Et de fait ce retour du religieux en arrange plus d’un y compris certains admirateurs de saint Voltaire pour qui la croyance en un dieu devrait apparaître comme stupide aux yeux des plus éclairés, de l’élite, mais rester présente dans la tête du bas-peuple pour qu’il se tienne tranquille.
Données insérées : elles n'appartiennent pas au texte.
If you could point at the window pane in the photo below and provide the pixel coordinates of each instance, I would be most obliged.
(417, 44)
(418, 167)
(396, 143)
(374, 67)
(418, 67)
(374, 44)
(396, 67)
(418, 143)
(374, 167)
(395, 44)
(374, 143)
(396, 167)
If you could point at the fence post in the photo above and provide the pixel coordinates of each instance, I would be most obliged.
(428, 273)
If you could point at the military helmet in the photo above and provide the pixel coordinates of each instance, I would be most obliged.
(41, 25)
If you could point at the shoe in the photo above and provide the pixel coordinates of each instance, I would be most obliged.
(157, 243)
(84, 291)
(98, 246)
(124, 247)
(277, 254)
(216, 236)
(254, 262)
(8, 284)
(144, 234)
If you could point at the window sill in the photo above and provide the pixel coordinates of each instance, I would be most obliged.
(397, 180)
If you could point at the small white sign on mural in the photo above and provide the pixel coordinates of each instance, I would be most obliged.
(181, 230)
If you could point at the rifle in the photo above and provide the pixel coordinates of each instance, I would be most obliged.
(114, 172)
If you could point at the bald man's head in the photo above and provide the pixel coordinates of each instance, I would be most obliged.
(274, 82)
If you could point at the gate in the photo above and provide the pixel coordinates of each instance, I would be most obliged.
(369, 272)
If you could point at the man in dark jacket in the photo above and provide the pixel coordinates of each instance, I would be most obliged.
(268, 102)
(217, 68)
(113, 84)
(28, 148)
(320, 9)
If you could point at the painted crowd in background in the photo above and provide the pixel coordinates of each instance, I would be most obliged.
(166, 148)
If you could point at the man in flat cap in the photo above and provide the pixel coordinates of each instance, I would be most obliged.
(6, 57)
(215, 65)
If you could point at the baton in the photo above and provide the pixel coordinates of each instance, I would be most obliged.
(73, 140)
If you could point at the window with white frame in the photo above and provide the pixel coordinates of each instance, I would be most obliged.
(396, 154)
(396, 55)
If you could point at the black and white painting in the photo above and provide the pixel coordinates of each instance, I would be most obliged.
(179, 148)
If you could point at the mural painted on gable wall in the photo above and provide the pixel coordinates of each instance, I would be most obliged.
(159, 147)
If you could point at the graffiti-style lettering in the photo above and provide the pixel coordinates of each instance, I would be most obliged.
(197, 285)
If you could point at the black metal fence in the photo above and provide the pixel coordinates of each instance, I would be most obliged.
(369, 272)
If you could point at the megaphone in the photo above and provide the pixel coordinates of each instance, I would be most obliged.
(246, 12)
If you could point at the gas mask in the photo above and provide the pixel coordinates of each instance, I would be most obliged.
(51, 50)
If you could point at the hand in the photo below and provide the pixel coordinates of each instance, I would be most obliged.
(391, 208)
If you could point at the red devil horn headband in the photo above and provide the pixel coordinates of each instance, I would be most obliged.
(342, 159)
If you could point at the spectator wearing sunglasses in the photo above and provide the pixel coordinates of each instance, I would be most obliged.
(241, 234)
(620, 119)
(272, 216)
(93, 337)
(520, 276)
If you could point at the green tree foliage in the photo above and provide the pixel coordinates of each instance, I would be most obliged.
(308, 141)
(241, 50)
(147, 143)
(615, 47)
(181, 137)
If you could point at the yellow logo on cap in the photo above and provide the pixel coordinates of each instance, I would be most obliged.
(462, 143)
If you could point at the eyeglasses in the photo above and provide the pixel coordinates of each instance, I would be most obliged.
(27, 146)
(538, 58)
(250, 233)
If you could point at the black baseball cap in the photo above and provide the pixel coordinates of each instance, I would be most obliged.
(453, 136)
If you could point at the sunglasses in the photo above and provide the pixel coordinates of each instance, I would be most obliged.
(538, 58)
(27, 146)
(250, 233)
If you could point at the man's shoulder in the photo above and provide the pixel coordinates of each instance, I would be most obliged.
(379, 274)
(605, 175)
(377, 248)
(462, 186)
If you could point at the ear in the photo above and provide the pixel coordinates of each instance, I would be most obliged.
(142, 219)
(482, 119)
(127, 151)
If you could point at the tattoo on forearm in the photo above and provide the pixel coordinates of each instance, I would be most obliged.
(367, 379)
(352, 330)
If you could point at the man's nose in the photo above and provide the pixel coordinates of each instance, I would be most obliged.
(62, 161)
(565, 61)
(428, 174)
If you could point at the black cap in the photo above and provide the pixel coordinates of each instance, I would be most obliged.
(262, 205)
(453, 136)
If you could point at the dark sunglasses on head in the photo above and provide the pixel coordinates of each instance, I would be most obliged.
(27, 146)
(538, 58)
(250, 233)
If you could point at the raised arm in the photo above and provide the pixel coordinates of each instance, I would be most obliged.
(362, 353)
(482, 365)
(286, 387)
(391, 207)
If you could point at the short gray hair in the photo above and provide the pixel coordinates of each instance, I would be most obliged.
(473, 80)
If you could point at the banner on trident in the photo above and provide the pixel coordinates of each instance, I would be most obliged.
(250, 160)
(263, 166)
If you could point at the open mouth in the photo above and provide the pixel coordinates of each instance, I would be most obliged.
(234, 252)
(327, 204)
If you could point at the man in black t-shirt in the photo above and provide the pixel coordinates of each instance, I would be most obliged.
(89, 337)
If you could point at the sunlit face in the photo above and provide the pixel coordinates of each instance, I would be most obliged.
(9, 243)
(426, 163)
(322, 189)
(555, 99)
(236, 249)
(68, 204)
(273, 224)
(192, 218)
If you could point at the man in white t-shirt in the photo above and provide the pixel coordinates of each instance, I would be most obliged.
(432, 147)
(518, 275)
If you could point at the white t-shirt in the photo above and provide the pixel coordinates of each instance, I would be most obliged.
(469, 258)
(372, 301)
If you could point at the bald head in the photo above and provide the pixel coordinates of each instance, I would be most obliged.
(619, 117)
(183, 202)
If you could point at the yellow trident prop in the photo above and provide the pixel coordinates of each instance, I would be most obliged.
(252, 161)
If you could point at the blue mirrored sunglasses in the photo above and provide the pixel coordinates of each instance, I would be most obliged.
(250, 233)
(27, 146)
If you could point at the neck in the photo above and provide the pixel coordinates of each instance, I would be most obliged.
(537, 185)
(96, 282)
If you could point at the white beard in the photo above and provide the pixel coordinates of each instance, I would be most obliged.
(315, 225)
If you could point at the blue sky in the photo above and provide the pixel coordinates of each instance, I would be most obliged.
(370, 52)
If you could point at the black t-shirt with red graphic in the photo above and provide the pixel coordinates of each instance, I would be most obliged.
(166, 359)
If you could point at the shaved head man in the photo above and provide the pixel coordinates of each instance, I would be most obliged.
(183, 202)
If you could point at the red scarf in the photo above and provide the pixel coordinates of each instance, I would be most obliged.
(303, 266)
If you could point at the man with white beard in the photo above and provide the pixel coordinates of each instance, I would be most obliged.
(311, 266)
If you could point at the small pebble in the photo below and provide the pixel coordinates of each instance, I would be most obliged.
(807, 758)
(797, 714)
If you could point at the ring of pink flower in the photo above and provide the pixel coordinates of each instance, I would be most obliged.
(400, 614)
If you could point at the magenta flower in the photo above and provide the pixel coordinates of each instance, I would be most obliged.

Et à présent, tous les tenants de l’ordre capitaliste préfèrent, et de loin, ce retour au religieux (même chaotique et sanglant) pour éviter que germe de nouveau dans l’esprit des « gueux » l’espoir, bien terrestre et immanent, de la fin de l’exploitation de l’homme par l’homme.

 

Le journal Le Monde vient de nous donner un bel exemple de cette réalité dans sa livraison du 17 août qui, par la plume de « musulmans qui ont réussi », traite de l’Islam en France. 41 médecins, chefs d’entreprise, cadres supérieurs ont sorti un texte dans lequel ils se déclarent « prêts à assumer leur responsabilité » dans la gestion de l’islam en France. Pas forcément pratiquants, ni même sans doute croyants, ils ont besoin d’un islam « tranquille », français et intégré, pour vivre tranquillement leur ascension sociale que l’incursion d’un islam salafiste perturbe du fait de leurs origines. Mais qui sont ces gens ? Qu’est-ce qui les caractérise fondamentalement ? D’être des musulmans ou d’être des bourgeois ? Ce sont évidemment des bourgeois qui mettent en avant la religion pour masquer ce qu’ils sont réellement. Leur discours est le même que celui des « bourgeois de souche » : « on peut y arriver en travaillant dur, en le voulant ». Sauf que quelle que soit son origine tout le monde ne peut pas devenir bourgeois ! Eh oui la lutte de classe ça traverse les appartenances religieuses, les origines culturelles, les « races » et toutes les appartenances.